On swifter freestone streams, holding water is more familiar and easily defined (see diagram). There will be more medium-to-large natural nymphs about, and thus smaller imitations might be unnecessary much of the time, especially in the May-to-early-July runoff period. As midsummer progresses, though, the average size of the prevalent nymphs goes down. The largest species include salmon flies and golden stones, green and brown drakes, and hatch by mid-July. There are big stonefly nymphs remaining, because they take several years to mature, but these big guys tend to bury themselves in the streambed come midsummer. They're not just under rocks, they're beneath the streambed, buried in the gravel. By midsummer on a freestone river the remaining available nymphs tend to be in the medium-to-small size range. If there has been a lot of fishing pressure, the trout can start avoiding the most commonly used and larger fly patterns. They will have their gung-ho moments, but these can be offset by longer periods of seeming inactivity and selectiveness.
Some small freestone rivers I'm familiar with not only heat up in the summer but change temperature daily as much as ten or more degrees. Consequently, the trout show well-defined on-off feeding periods that correspond with the most comfortable water temperatures and hatches. The trout don't feed all the time here (as they seem to do on some dam and temperature-controlled tailwaters), and vary in response to your fly from"dead" to "hot."
Among the most likely general-nymphs patterns on swifter streams are Hare's Ear and peacock herl variations, and cased caddis. Swift-water mayfly nymphs tend to be wider and squatter than slow-water nymphs, with more pronounced gill structures. The scruffy Hare's Ear is the classic imitationboth in color and configurationfor many swift-stream summer nymphs. A big exception here are the multitudinous midge larvae and cased caddis. Sunken ants and beetles add to the flotsam. A productive technique is to use two nymphs, one medium-size and one small. A Beadhead Hare's Ear or Prince Nymph is a good generic choice for the medium nymph. Below this can be fished a smaller mayfly nymph such as a Pheasant Tail, a cased caddis, midge larva, or wet ant. The trout can take either one, and some days they'll show a decided preference for the smaller offering.
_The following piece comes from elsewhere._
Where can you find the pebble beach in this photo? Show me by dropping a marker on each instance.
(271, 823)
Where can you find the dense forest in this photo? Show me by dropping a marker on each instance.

It is not the first half of a freestone season that necessitates small flies, but the second. (Although the prerunoff early-spring period can have low and clear water conditions, midging trout, Baetis, and little winter stoneflies.) In late summer, waters become ultralow and warm. The big-fly hatches are largely over. Tricos swarm on beautiful summer mornings. Insects hum and crackle in streamside meadows. Terrestrials and even snails begin to make up a fair percentage of the trouts' diet. Morning and evening rises become the rule, with additional fish tricked during the day by blind casting and stalking.